2013 yılında Nisan ayı itibarı ile Türkiye'de çalışan insan sayısı 25.691 milyon.
2020 yılında Nisan ayı itibarı ile Türkiye'de çalışan insan sayısı 25.610 milyon.
Her yıl 1 milyon insan yeni iş gücüne ekleniyor.
Nereden baksanız iyimser bir rakam ile 7 milyon insan iş gücüne katılmış son 7 yılda.
Buna da 5 milyon mülteciyi ekleyin.
2013 ocak ayı işsizlik rakamı %10.6 olduğunu göz önüne alırsak, 7 yıl sonra her yıl nüfus artışına göre insanlara iş bulamadığımız, çalışması için iş yeri açamadığımız da ortada olduğuna göre işsizlik rakamı pandemi süresi-etkisi hariç olarak en iyimser tahmin olarak %21 olur.
Bırakın bu işsizliği, işsizlik yok ve insanlar iş beğenmiyor diyenler haklı.
Evet ama 2009 da 8980 dolar olan milli gelir şu an 8811 dolar. Üstelik bu 8811 dolar olan milli gelir Dünya'yı kasıp kavuran Corona salgını düşen milli gelir 2020 rakamı değil donyo bozo koskonoyor dediğimiz okonomo çoh oyo olan 2019 rakamı.
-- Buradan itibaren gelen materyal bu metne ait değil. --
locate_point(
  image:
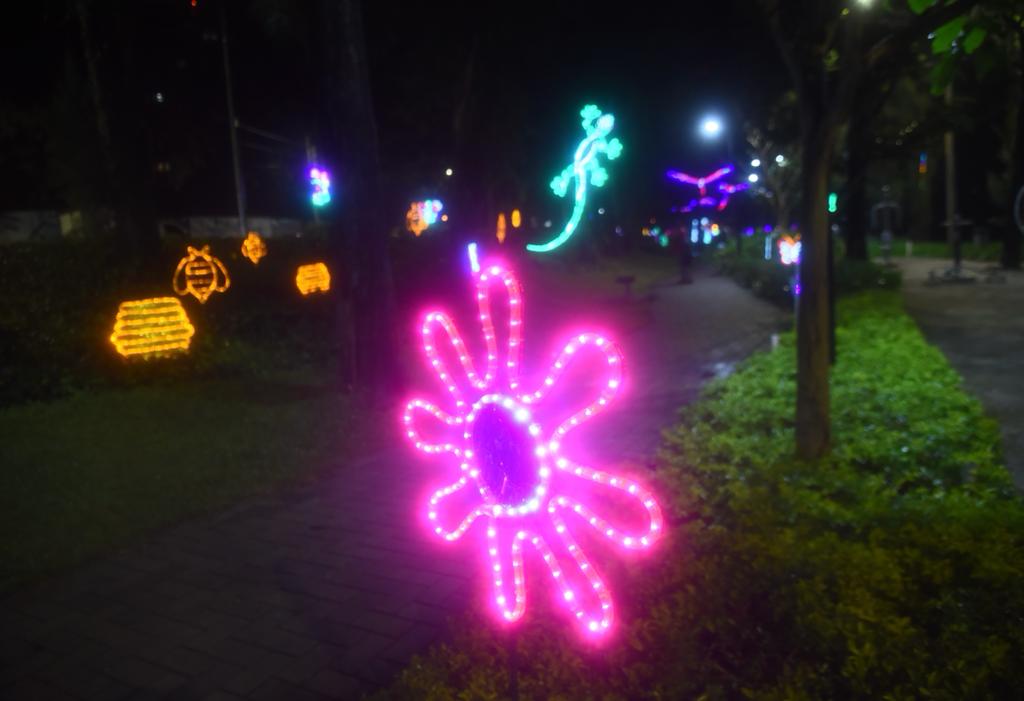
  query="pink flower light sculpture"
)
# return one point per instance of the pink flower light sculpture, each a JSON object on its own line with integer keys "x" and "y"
{"x": 507, "y": 443}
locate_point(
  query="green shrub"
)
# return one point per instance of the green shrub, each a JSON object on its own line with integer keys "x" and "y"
{"x": 890, "y": 571}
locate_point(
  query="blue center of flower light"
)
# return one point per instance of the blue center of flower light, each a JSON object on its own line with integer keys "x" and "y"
{"x": 504, "y": 452}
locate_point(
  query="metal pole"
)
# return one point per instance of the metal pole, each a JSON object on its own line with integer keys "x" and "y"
{"x": 949, "y": 141}
{"x": 232, "y": 126}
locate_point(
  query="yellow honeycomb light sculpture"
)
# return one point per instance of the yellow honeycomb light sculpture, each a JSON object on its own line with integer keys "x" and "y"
{"x": 153, "y": 326}
{"x": 253, "y": 247}
{"x": 200, "y": 274}
{"x": 312, "y": 277}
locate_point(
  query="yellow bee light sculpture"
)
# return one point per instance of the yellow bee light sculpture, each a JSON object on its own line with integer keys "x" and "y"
{"x": 253, "y": 248}
{"x": 153, "y": 326}
{"x": 312, "y": 277}
{"x": 200, "y": 274}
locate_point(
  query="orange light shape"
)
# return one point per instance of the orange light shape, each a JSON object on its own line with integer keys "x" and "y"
{"x": 253, "y": 247}
{"x": 414, "y": 220}
{"x": 312, "y": 277}
{"x": 154, "y": 326}
{"x": 202, "y": 273}
{"x": 501, "y": 228}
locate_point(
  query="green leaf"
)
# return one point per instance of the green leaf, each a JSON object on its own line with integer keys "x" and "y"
{"x": 944, "y": 37}
{"x": 974, "y": 39}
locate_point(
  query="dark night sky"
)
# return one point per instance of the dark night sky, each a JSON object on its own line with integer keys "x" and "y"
{"x": 656, "y": 66}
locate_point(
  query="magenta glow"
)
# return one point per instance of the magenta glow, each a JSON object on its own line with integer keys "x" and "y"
{"x": 505, "y": 444}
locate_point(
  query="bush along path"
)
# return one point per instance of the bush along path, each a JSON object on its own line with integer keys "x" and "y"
{"x": 892, "y": 570}
{"x": 326, "y": 589}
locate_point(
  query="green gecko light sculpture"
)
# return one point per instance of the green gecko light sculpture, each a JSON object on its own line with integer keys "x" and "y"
{"x": 585, "y": 169}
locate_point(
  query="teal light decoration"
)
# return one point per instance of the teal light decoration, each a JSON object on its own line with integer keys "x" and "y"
{"x": 585, "y": 169}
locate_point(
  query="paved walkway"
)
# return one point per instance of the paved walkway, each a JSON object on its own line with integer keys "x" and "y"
{"x": 326, "y": 590}
{"x": 980, "y": 327}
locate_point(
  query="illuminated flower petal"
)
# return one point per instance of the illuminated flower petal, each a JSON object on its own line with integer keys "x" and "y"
{"x": 452, "y": 510}
{"x": 502, "y": 358}
{"x": 580, "y": 586}
{"x": 505, "y": 562}
{"x": 626, "y": 490}
{"x": 445, "y": 426}
{"x": 512, "y": 469}
{"x": 608, "y": 389}
{"x": 464, "y": 378}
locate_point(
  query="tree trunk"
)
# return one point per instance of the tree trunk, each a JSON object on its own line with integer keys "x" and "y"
{"x": 858, "y": 142}
{"x": 364, "y": 250}
{"x": 1012, "y": 235}
{"x": 813, "y": 423}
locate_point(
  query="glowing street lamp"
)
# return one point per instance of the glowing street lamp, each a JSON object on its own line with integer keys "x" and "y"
{"x": 711, "y": 127}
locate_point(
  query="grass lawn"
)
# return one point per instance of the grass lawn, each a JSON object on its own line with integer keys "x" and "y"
{"x": 105, "y": 466}
{"x": 97, "y": 470}
{"x": 988, "y": 253}
{"x": 891, "y": 570}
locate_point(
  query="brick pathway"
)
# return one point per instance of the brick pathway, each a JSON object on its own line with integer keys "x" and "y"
{"x": 326, "y": 590}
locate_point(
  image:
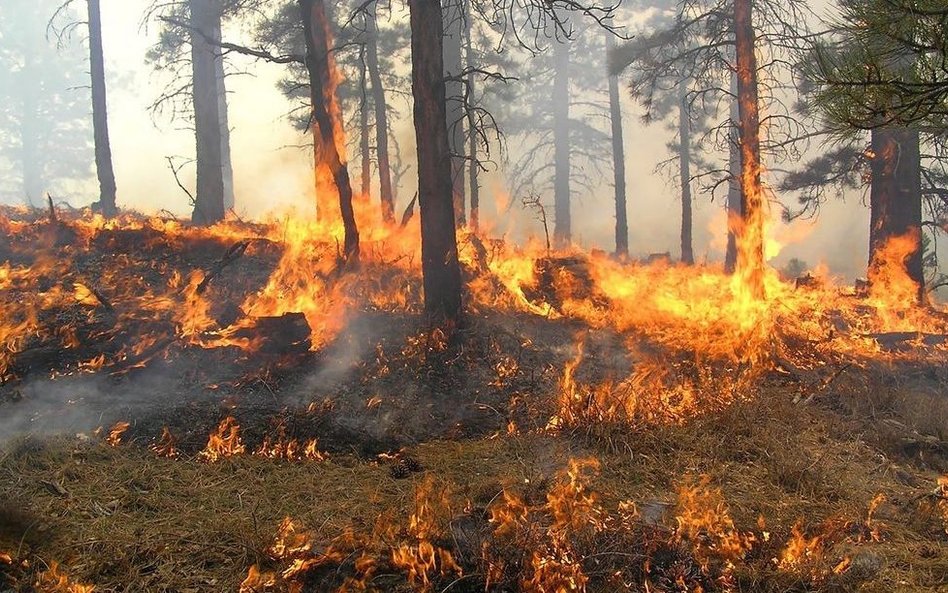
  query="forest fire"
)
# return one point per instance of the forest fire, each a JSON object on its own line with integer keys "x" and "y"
{"x": 689, "y": 340}
{"x": 338, "y": 401}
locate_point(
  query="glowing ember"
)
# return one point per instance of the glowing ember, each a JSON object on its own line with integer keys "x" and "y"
{"x": 703, "y": 519}
{"x": 942, "y": 494}
{"x": 116, "y": 432}
{"x": 166, "y": 446}
{"x": 55, "y": 581}
{"x": 800, "y": 550}
{"x": 223, "y": 442}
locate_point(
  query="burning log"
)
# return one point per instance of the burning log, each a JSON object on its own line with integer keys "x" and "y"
{"x": 285, "y": 334}
{"x": 559, "y": 279}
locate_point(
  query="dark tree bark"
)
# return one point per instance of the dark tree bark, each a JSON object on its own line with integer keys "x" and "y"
{"x": 326, "y": 117}
{"x": 454, "y": 89}
{"x": 562, "y": 232}
{"x": 100, "y": 118}
{"x": 750, "y": 252}
{"x": 684, "y": 162}
{"x": 472, "y": 137}
{"x": 618, "y": 158}
{"x": 227, "y": 165}
{"x": 439, "y": 251}
{"x": 364, "y": 126}
{"x": 895, "y": 200}
{"x": 381, "y": 116}
{"x": 209, "y": 203}
{"x": 732, "y": 208}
Hiç enflasyon olmasa, zam yapılmasa, döviz kuru aynı olsa, devlet nüfusa katılan her insana iş bulmuş olsa, işsizlik sıfır olsa bile (TÜiK'e göre bu mümkündür) şu an çalışan bir insanın satınalma gücü 11 yıl önce ki seviyede.
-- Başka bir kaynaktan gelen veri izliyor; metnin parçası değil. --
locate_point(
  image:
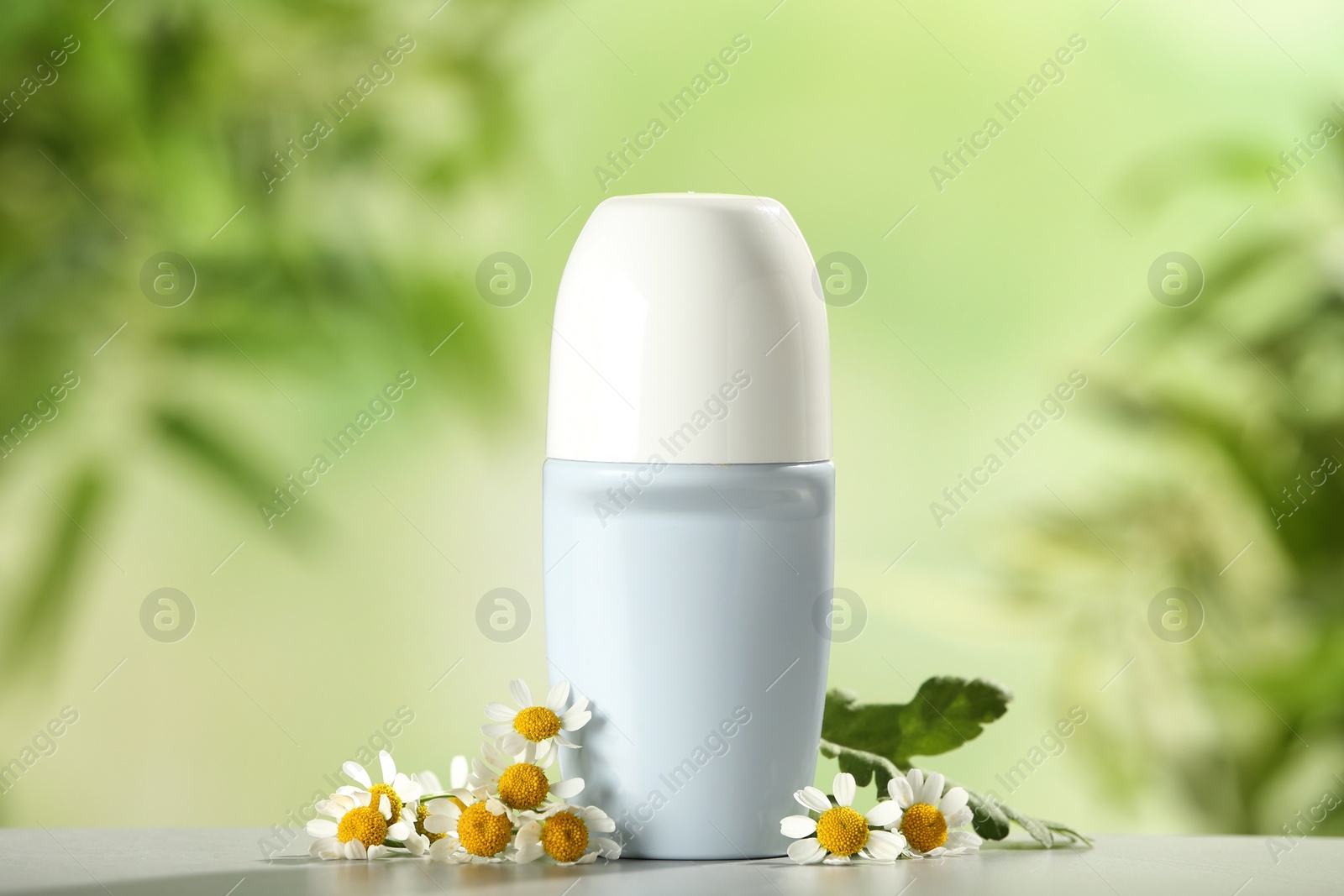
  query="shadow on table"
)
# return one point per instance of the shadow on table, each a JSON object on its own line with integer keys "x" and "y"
{"x": 292, "y": 876}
Şu ana kadar hiç enflasyon olmasa, sıfır enflasyon olsa bile 2009 yılında bekar olan kişi şu an evliyse ve çocuğu olmayan aile şu an çocuk sahibiyse gelir olarak %50 kayıpta.
Sonuç olarak; asıl sorun işsizlik değil.
işi olan çalışanın gelirinin kazancının satınalma gücünde yaşanan kayıp asıl sorun.
Siz neyi tartışıyorsunuz?
Üretim iş gücü montaj sanayi ve düşük katmadeğer mal ve hizmet (hizmet derken, AVM de yer temizliği, cafe de masa sandalye silmek hizmet olarak anlaşılmasın. Yazılım bilişim iletişim destek hizmetleri vb yüksek katma değer sağlayan hizmetler) olduğu için çalışan insanların geliri artmıyor.
Sorun işsizlik değil, yetersiz eğitimsiz insanlar gençler sahibi olmamız.